I should be laughing and shaking off the sediment. Feeling joy roiling from my rouse heart. Finding a liminal space to land. The television show I am streaming is comedic and should make me happy in theory, but it is too close to a life I once lived, one now presently impossible to live. The images are too vivid, too palpable, too recognizably amateurish, frustratingly reproducible only nine months before. I wish I could succumb to this work of art, giving myself over to it completely. I see what it is trying to do and, deep down, I commend it. In another year, I would be chortling over its clever premise and singing its praises and telling anyone who will listen to me that this is something that speaks the truth and is worth the journey. But I can’t. And I feel ashamed that I cannot give this show the attention it clearly deserves. As the ghosts of how I once lived melt across my monitor, as the images of a quotidian life that will not be possible for at least another year haunt my starved soul, I feel the tug of deep grief. And I am shocked to find myself crying.
This wasn’t the case a few months ago. Who knows how I’ll react six months from now?

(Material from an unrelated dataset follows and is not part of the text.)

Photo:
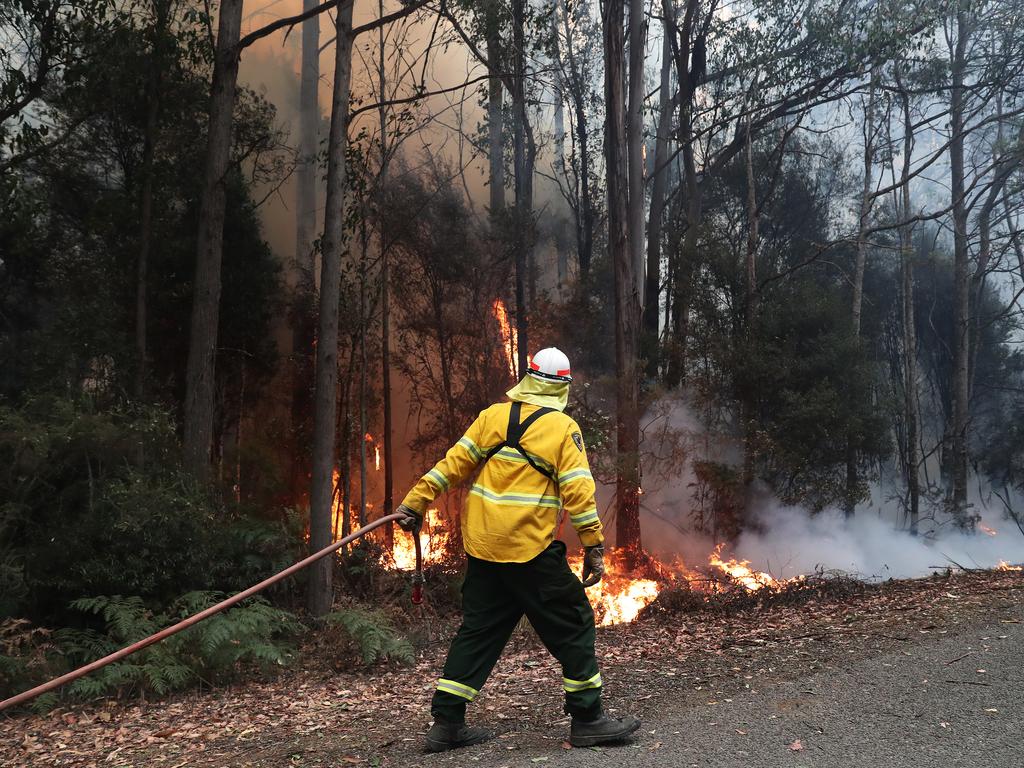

These days, I can’t handle the images of New Yorkers slapping each other on the back and talking within inches of each other. The casual cigarette exchanged from one person to another just outside a bar. The hugs. All the hugs. All the physical contact. The kissing. The banter. The ability to walk into a random building and get into trouble and have an adventure. The small talk. The eccentrics and the true originals in the subway. The packed elevators. All of this is now gone. Sure, you can find bits of it here and there. There are still buskers in the Village. There are still dependable outliers shouting obscenities in the streets. There are still friends you can see if both of you take a rapid test the day before and the results are negative and you haven’t seen anyone for a week. But even then you are taking a calculated risk. You see people escaping the cold into enclosed tents with heat lamps, tempting fate as they drop their masks for a meal and the underpaid and undertipped waitstaff nervously serves them, some of them terrified out of their minds. Outdoor dining was fine when there was plenty of air and you could feel the warm sun pour onto your skin and you felt that the setup was reasonably safe for you and the servers who braved this new world. But despite many enticing invites, I can’t bring myself to take the plunge for this new “outdoor dining,” which is decidedly indoor.
We all know that existence won’t be fully restored for a while. Yet we try to live anyway, often forgetting that we are in a pandemic.
After ten minutes of watching the show, I can’t watch any more. I’ve reached my limit. Perhaps it is the documentary quality that is too real. Perhaps I recognize myself as a potential participant within the frame. What I know is that I cannot escape into a world that bears strong resemblance to what my universe used to be. If I am seeing New York from twenty years ago, it sits sufficiently enough in the past for me to enjoy it. If it is science fiction or fantasy, particularly if there are preposterous creatures, even better. But if it is true to me, if there is a strong likelihood that I could meet and know these people in my former regular life, then I find my heart pleating and retreating, tightening into a balled bundle of wistful tension. I can read books and listen to podcasts. Because I am using my imagination and using my memory on my own terms. But the stark visuals of once ubiquitous panoramas are just too much.
I am fatigued by the screens. I have grown exhausted by the Zoom meetings. If there is a potential romantic partner, I insist on voice only for that vital vetting. Because the voice is as close to human presence as we can get these days. It’s a ludicrous burden to get dressed up and tidy up everything that’s going to be within the camera’s range if you’re not even going to meet. Better to talk with a prospective paramour in your boxers. Or nothing at all if you’re spending the endless days going commando.
It goes without saying that we were never meant to live such a disembodied life. Theatre has survived for centuries because there is no better substitute for emotional intimacy other than face-to-face contact. Our best moments happen in the flesh. And that is no longer possible.
The reason so many of us have ordered so many items by mail is not merely because we need them. It is not blind consumerism. It is not merely because there’s a certain comfort in getting a new item by mail. A new item in the mail is like a present, particularly if one forgets ordering it, which is often what happens to me. If we can’t have other people, what we can have in our lives is something tangible, something we can touch. I ordered a dozen board games just so I could feel the cards and grasp the tokens and roll the dice and clomp around the splayed out board as if I had four other friends in my apartment. (I was fortunate to have a friend come by to play some of these games with me. But, for the most part, I’m carrying out imagined multiplayer scenarios on my own. This is ridiculous and possibly a little pathetic.)
Home used to be something you returned to. Now it is a place you stay. For living. For work. And no matter how comfortable or ideal your home may be, no matter how much you have, there comes a point for anyone in which escapism has its limits. How many of us will crack permanently before we have a nationally distributed vaccine?